2023-11-06 19:00:18.755 GMT [146] LOG:  database system was shut down at 2023-11-06 19:00:18 GMT
2023-11-06 19:00:18.768 GMT [1] LOG:  database system is ready to accept connections
2023-11-06 19:01:11.410 GMT [180] FATAL:  password authentication failed for user "postgres"
2023-11-06 19:01:11.410 GMT [180] DETAIL:  Connection matched file "/opt/bitnami/postgresql/conf/pg_hba.conf" line 1: "host     all             all             0.0.0.0/0               md5"

So far that looks a lot better. Let’s try logging into the database.

# export PGPASSWORD="justSomeTestPassword1"
root@ubuntu-65b8d8bdcb-w5tbn:/# psql -h k8-pg.database-pipeline.svc.cluster.local -U postgres
psql (12.9 (Ubuntu 12.9-0ubuntu0.20.04.1), server 16.0)
WARNING: psql major version 12, server major version 16.
         Some psql features might not work.
Type "help" for help.

postgres=# 

WOO HOO! Now it worked as I expected.

Why Did This Happen?

If you look at the Bitnami documentation, you’ll find a useful bit of information that simply mentions that some of the environment variables are used on the FIRST deployment of the image. I was assuming that every time I deployed was the “first deployment” since I kept removing the stateful set and changing it. The “problem” was that the PVC was retaining the original deployment. With every deployment that I did, the postgres server was mounting the PVC and using the configuration from the very first deployment.

Finalizing My Deployment

I then did another commit to remove the database and pvc. I also didn’t want a chance of my passwords showing up in the state file so I first created a separate secret in Kubernetes by first creating the below postgres-credentials.yaml file

apiVersion: v1
kind: Secret
metadata:
  name: postgres-credentials
type: Opaque
stringData:
  password: "userPassword1!"
  postgres-password: "adminPassword1!"

I then added this secret to my Kubernetes

 % kubectl -n database-pipeline apply -f postgres-credentials.yaml 
secret/postgres-credentials created

From there, I changed my database.tf file to leverage the values in the secret for my passwords

module "postgresql" {
  source  = "ballj/postgresql/kubernetes"
  version = "~> 1.2"
  namespace = kubernetes_namespace.pipeline.metadata[0].name
  object_prefix = "k8-pg"
  name = "k8-pg-db"
  pvc_name = kubernetes_persistent_volume_claim.postgres-pv.metadata[0].name
  image_tag = "16.0.0"
  env_secret = [
    {
        name = "POSTGRES_POSTGRES_PASSWORD"
        secret = "postgres-credentials"
        key = "postgres-password"
    },
    {
        name = "POSTGRES_PASSWORD"
        secret = "postgres-credentials"
        key = "password"
    }
  ]
}

Another commit and we check our work after the deployment completes

# export PGPASSWORD="adminPassword1!"
# psql -h k8-pg.database-pipeline.svc.cluster.local -U postgres -d k8-pg-db
psql (12.9 (Ubuntu 12.9-0ubuntu0.20.04.1), server 16.0)
WARNING: psql major version 12, server major version 16.
         Some psql features might not work.
Type "help" for help.

k8-pg-db=# 

Looks like it works!
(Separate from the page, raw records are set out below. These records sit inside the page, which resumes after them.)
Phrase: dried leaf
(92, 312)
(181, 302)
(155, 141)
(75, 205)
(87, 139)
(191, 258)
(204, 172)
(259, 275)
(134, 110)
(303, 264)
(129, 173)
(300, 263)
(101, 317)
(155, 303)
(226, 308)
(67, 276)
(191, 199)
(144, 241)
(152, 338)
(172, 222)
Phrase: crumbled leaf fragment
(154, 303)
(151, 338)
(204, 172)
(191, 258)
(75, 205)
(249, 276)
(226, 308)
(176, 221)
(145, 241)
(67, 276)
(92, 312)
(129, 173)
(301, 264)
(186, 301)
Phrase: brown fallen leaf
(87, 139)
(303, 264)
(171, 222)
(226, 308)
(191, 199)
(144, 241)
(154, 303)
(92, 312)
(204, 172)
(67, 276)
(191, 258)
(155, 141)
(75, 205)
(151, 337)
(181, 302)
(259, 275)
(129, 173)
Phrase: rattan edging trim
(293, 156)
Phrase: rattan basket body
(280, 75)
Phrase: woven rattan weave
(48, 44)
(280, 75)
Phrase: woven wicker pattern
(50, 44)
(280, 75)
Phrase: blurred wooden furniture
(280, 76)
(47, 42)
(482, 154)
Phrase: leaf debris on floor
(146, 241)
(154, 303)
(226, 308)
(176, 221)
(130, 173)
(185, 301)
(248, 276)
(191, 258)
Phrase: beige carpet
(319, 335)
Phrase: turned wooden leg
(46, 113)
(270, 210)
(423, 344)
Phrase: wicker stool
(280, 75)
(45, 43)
I did notice a bug here in that the POSTGRES_PASSWORD that I specified in my deployment was ignored. The module did not honor this and decided to generate its own password for my dbuser. This just means that I ned to get the secret again above using kubectl and jq. The good news is that the password retrieved from the secret worked as expected.

Wrapping Up

It looks like I’ve now got a working infrastructure pipeline setup that could be reused for future deployments. There’s a small bug in the password for the dbuser being ignored but this I can deal with. The next step would be to give the dbuser and the database details over to a DBA and let them begin configuring. This will be my next post!